The most popular tools like ChatGPT are able do everything that education demands from today’s students, which was proven to a professor at Furman University in Greenville, South Carolina. He found out that the paper he was reviewing actually wasn’t the work of his student, but rather the product of AI. It’s the exact situation we faced back in the day when students realized that, instead of doing their homework properly, it was much simpler to paste its title into the browser of their choice and then copy any results they managed to find, either directly or with slight modifications in the compiled content. The only solution seems to be imposing appropriate prohibitions and penalties. Or perhaps a better example is trying to apply emerging opportunities in new ways. A case in point is Prof. David Chrisinger of the Harris School of Public Policy at the University of Chicago, who prepared an assignment for his students that required them to generate a 600-word essay using ChatGPT and then come up with the most insightful questions about its content. This gave them an opportunity to expand on the received information through answers provided by the AI tool. And to make things even better, Chrisinger asked his students to draft another text, this time written for a specific audience, taking into account their perceptual and developmental abilities.

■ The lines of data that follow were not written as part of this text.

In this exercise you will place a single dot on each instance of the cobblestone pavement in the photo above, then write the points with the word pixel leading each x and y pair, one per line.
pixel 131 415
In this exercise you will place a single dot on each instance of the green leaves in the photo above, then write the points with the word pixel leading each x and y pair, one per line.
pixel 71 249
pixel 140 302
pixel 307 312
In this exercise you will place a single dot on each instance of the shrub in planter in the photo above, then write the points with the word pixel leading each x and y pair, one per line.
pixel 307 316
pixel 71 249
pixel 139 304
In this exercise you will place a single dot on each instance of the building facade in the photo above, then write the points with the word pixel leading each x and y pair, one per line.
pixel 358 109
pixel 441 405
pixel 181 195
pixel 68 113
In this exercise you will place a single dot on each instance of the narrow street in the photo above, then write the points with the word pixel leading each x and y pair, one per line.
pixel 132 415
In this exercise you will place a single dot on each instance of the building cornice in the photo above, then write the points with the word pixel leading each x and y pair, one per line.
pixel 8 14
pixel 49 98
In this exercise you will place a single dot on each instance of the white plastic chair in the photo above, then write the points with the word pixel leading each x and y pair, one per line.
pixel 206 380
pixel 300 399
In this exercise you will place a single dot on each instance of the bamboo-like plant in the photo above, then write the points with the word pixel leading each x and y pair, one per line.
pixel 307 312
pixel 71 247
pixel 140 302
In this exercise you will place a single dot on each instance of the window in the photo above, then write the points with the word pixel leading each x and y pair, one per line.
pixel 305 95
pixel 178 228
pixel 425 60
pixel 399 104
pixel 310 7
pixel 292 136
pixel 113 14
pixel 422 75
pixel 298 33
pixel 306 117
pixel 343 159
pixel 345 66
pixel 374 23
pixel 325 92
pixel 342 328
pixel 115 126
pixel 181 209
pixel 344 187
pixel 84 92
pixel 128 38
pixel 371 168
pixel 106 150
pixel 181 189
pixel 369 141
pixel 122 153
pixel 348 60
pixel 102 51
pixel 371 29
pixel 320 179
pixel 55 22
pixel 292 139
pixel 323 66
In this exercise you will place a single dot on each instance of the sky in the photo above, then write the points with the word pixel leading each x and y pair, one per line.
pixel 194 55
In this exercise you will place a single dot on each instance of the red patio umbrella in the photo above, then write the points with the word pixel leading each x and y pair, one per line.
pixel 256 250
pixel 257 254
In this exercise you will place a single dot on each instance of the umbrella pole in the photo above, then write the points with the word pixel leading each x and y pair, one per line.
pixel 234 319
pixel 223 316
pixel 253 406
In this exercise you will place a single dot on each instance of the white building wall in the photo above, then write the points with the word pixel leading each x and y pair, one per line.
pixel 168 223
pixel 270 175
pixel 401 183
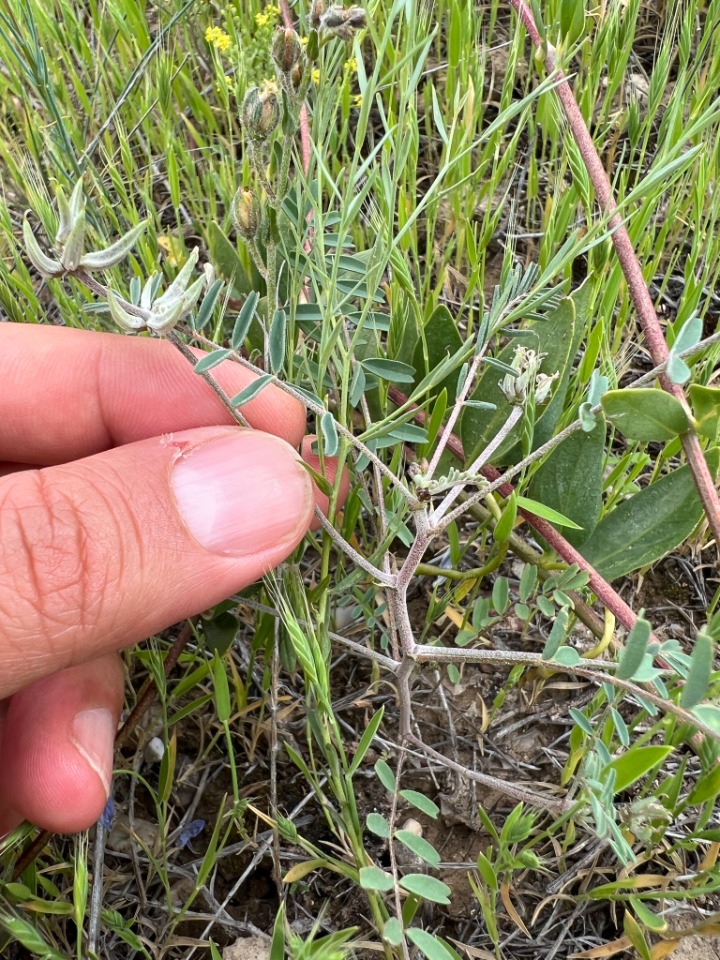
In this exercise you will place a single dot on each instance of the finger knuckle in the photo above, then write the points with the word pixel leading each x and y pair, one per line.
pixel 57 567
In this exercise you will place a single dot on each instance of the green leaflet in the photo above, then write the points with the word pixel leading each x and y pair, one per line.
pixel 225 258
pixel 644 528
pixel 439 339
pixel 570 480
pixel 645 413
pixel 697 681
pixel 636 762
pixel 706 409
pixel 554 337
pixel 548 420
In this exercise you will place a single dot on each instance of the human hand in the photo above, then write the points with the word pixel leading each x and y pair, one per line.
pixel 149 507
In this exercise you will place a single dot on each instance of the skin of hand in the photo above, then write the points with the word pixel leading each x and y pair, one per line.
pixel 128 502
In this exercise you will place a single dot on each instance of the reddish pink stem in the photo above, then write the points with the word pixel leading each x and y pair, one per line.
pixel 649 322
pixel 304 121
pixel 600 587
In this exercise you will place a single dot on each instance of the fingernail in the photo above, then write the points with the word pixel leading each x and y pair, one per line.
pixel 93 735
pixel 243 493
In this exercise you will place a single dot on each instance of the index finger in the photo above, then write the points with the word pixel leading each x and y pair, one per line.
pixel 68 394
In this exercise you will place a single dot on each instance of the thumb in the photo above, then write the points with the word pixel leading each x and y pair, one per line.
pixel 103 552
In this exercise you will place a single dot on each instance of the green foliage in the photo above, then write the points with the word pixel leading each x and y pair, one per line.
pixel 372 276
pixel 647 526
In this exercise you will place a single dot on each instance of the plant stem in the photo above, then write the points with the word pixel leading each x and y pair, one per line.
pixel 649 322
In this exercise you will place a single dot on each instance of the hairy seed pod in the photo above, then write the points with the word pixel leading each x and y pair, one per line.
pixel 246 214
pixel 286 49
pixel 260 113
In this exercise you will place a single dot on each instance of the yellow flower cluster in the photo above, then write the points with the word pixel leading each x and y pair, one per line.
pixel 218 38
pixel 268 16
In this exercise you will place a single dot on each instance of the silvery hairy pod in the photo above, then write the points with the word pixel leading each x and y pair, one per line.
pixel 245 212
pixel 162 313
pixel 70 241
pixel 260 113
pixel 287 51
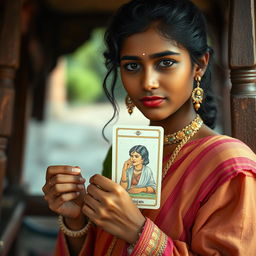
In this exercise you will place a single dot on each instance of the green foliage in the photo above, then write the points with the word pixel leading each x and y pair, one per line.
pixel 86 70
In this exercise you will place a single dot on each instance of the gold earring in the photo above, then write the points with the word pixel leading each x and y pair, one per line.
pixel 129 104
pixel 197 94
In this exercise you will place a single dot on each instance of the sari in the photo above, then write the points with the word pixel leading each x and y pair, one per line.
pixel 208 206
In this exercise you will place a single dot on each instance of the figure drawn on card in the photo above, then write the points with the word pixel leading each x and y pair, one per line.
pixel 137 177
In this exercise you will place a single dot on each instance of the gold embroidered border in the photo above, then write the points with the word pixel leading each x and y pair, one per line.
pixel 154 241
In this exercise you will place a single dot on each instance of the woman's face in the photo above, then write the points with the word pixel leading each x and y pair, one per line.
pixel 136 158
pixel 156 73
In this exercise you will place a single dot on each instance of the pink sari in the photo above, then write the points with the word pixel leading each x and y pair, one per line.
pixel 208 206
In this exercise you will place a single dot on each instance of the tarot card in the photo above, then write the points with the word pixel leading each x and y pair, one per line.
pixel 137 154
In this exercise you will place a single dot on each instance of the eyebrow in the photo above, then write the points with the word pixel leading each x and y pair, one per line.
pixel 152 56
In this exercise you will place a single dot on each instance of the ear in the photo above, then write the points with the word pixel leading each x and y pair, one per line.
pixel 200 69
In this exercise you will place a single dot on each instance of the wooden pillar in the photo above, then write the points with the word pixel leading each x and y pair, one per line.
pixel 242 61
pixel 9 58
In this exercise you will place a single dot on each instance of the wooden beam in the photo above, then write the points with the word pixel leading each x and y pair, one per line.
pixel 242 62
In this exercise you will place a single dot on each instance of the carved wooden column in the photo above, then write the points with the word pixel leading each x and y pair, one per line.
pixel 242 60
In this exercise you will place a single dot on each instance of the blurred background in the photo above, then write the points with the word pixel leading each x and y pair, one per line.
pixel 53 107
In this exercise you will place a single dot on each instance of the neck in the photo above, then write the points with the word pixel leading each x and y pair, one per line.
pixel 138 167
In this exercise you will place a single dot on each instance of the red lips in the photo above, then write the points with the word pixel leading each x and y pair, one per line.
pixel 152 101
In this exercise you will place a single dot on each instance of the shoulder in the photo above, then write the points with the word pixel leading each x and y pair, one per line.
pixel 224 146
pixel 221 154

In its own way, artificial intelligence, like a magnifying glass, a scale, a laser, or an abacus, facilitates and expands the scope of what is possible and enhances the development of those who choose to use it in a creative way.
Artificial intelligence, available to all students, would be capable of working with each of them individually, taking full advantage of their potential, by personalizing instructions, providing them individual feedback, and even formulating commands adjusted to the individual set of abilities and level of achievement a particular student is at. Years ago, these solutions were used in what was called machine learning. However, they required a great deal of time to prepare the relevant materials. Today, it’s done by AI, and in real time, both in relation to the development of the student as well as the knowledge and other opportunities offered by Internet resources.
Such solutions make it possible to protect students from the phenomenon of what’s termed “ghettoization,” where those who have access to better, more effective forms of learning progress faster and up to a higher level of relevance. Conversely, with artificial intelligence, each student will be able to achieve exactly what their intellectual potential and motivation level allows. Learning will thus become more democratic. Moreover, a full awareness of each student’s individual capabilities will enable them to make better decisions about their personal development and even their choice of profession or life-defining solutions. This is one consequence of being given the permission to make many attempts and mistakes safely. These are one effect of joint learning between individuals and a computer program. Instead of delegating involvement and decision-making to a machine, AI allows learners to make their own choices and decisions that are increasingly responsible or accurate. At the same time, AI learns the correct solutions and responds more appropriately to the changing context of events.
Teachers often complain about necessary yet terribly boring and repetitive tasks such as grading tests and assignments. AI can save them from this. To a certain extent, many teachers are already using this type of solution in using apps to test students’ knowledge. What’s more, by automating this area of testing, the teacher will be able to check not only what the students know or can do, but will also be able to identify areas of effectiveness in their teaching methods and, with the help of AI, they will be able to modify proposed tasks in an effective manner so that these are comprehensible and manageable for students. This action extends and enhances the educational possibilities of feedback. That which teachers give to their students, but also that which they themselves can obtain by observing the objective results of their work. This knowledge also provides key insights into one’s own resources and areas of need that require replenishment or development.